La clause de « Mexican shoot-out » est originaire des États-Unis et est aussi connue en France sous le nom de clause de contre-offre. Cette clause prévoit que les associés ou actionnaires d’une société se feront chacun une offre de rachat des parts/actions de l’autre, la plus importante des offres formulées l’emportant. Ces offres seront adressées sous enveloppe scellée à un tiers, désigné comme « médiateur ».

Cette clause est-elle admissible en droit français, alors que l’article 1591 du Code civil prévoit que « le prix de la vente doit être déterminé et désigné par les parties » ? C’est la question qui a été tranchée par la Cour de cassation dans son arrêt du 29 septembre 2015.

En l’espèce, deux associés d’une SARL ont convenu que chacun d’eux remettrait à un tiers médiateur une proposition de rachat des parts de l’autre, dès que la décision de mettre fin à la société aurait été prise. Alors que l’un remettait une offre libellée « néant », l’autre remettait une offre de rachat au prix de 5.000 euros. Le premier a alors refusé de signer l’acte de cession des parts, le second l’assigne alors afin que la vente soit déclarée parfaite.

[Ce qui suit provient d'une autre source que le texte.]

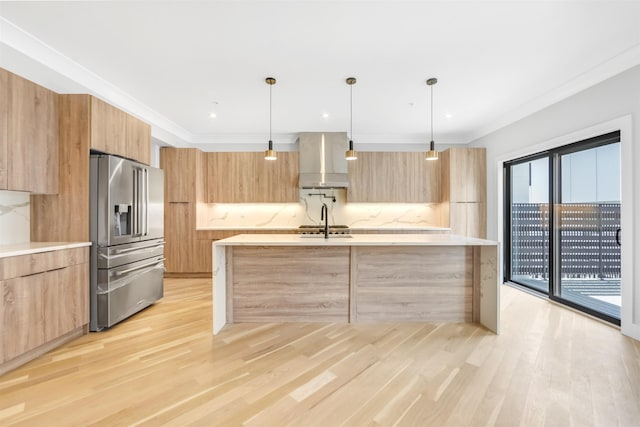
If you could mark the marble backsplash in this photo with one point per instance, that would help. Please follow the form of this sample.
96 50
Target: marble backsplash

La chambre commerciale de la Cour de cassation, dans cette décision, reconnait la validité et l’efficacité d’une clause de « Mexican shoot-out ». Sur la validité de la clause, la Cour considère que l’offre de prix n’était pas une offre de vente, mais l’exécution de la procédure prévue statutairement qui conduisait à la fixation du prix de la vente. Les parties s’étaient quant à elles déjà engagées sur le principe de cette vente. Concernant l’efficacité de la clause, la Cour de cassation précise que la vente, faite au prix le plus élevé, est parfaite dès lors qu’avait été mise en place une « procédure précise d’achat par l’associé le plus offrant des parts sociales appartenant à l’autre, chacune des parties s’engageant à accepter le prix proposé par l’autre s’il était le plus élevé et à renoncer par avance à formuler toute surenchère ultérieure ». Le prix de la vente ne dépendait donc pas de la seule volonté de l’offrant, ni d’accords ultérieurs entre les parties. La Cour de cassation consacre ainsi l’efficacité des clauses de « Mexican shoot-out » en droit français. Ce faisant, la décision permet aussi de comprendre que l’obstruction opérée par un associé refusant de formuler une offre de prix est dépourvue d’effet.